The Sauptika Parva is omitted from the survey without any explanation. There is a puzzling statement (p.19) that the Ramayana, being unsure of Sita’s chastity, installs Bharata at the end instead of Lava or Kusha. Actually, in the text the brothers and the subjects drown themselves with Rama in the Sarayu, before which Rama installs his sons to rule over northern and southern Kosala. In view of Bhattacharji’s pronounced feminist stance (the first fall and death en route Swarga was of Draupadi because she was a woman, p.63), it is intriguing to find no reference to the mutilation of Ayomukhi (ear, nose, breasts chopped off) and Surpanakha (nose and ears sliced) by Rama and Lakshmana. She asserts (p. 41) that as Kaurava bards sang the events of the Kurukshetra war, it is a partisan narrative making a great hero out of Karna. However, Karna is not a Kaurava at all but Yadava Kunti’s illegitimate son. Further, Rama does not refuse Guhaka’s hospitality because he is chandala (p. 19) but because, having taken to asceticism, he would live only on fruits and roots, as he himself explains.

Bhattacharji declares that the Mausala Parva is interpolated being full of supernatural events, yet she admits that they construct an inevitable sense of waste. She fails to substantiate that it is “not inherently related to the epic” and admits it reflects the wider perspective of destruction caused by war.

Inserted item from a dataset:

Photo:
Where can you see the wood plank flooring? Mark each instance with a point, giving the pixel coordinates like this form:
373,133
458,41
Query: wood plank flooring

The uneasiness it creates is the key to its effectiveness. Similarly, she dismisses the entire Bharata Savitri as irrelevant (p.62) although it ends with Vyasa’s remarkable query which remains a riddle for us all: “From Dharma come wealth and pleasure. Why is Dharma not practised?” Here the translators mistranslate “phalashruti” (the benefits of listening to the epic) as “hearsay.”

Bhattacharji, like her colleague Buddhadeb Bose in his The Book of Yudhishthira, establishes Yudhishthira as the epic’s hero the reader’s attention being focused only on him at the end. A deity (Krishna), being superhuman, cannot be the protagonist. Yudhishthira upholds Bhishma’s utterance that nothing is greater than man and would put aside Kshatriya creed in favour of ahimsa. Only a man can show other men the way out in crises. In the Mahabharata a greater idea of virtue and justice is at work. The Ramayana presents no complications over heaven and hell. Its idea of duty is rectilinear. Even in killing Bali and Shambuka, Rama suffers no moral pangs. Towards the end, the Mahabharata says twice that kings have to go to hell, giving no reason (this is from the section Bhattacharji has already rejected, yet she cites it approvingly!). No solution is presented to the clash between a king’s duties and that of humanity. The Ramayana does not perplex or mortify the reader—we are told to behave like Rama. The Mahabharata alone has the protagonist debate with death itself, proving the truth of human worth through all suffering and failures, confronting them and sacrificing the self for the greater good of society. It does not ask us to behave like Krishna to whom it assigns an ignominious death, while sending Yudhishthira triumphantly to Swarga in his mortal frame. Yudhishthira becomes the hero, repeatedly perturbed but achieving a stable world-view at the end.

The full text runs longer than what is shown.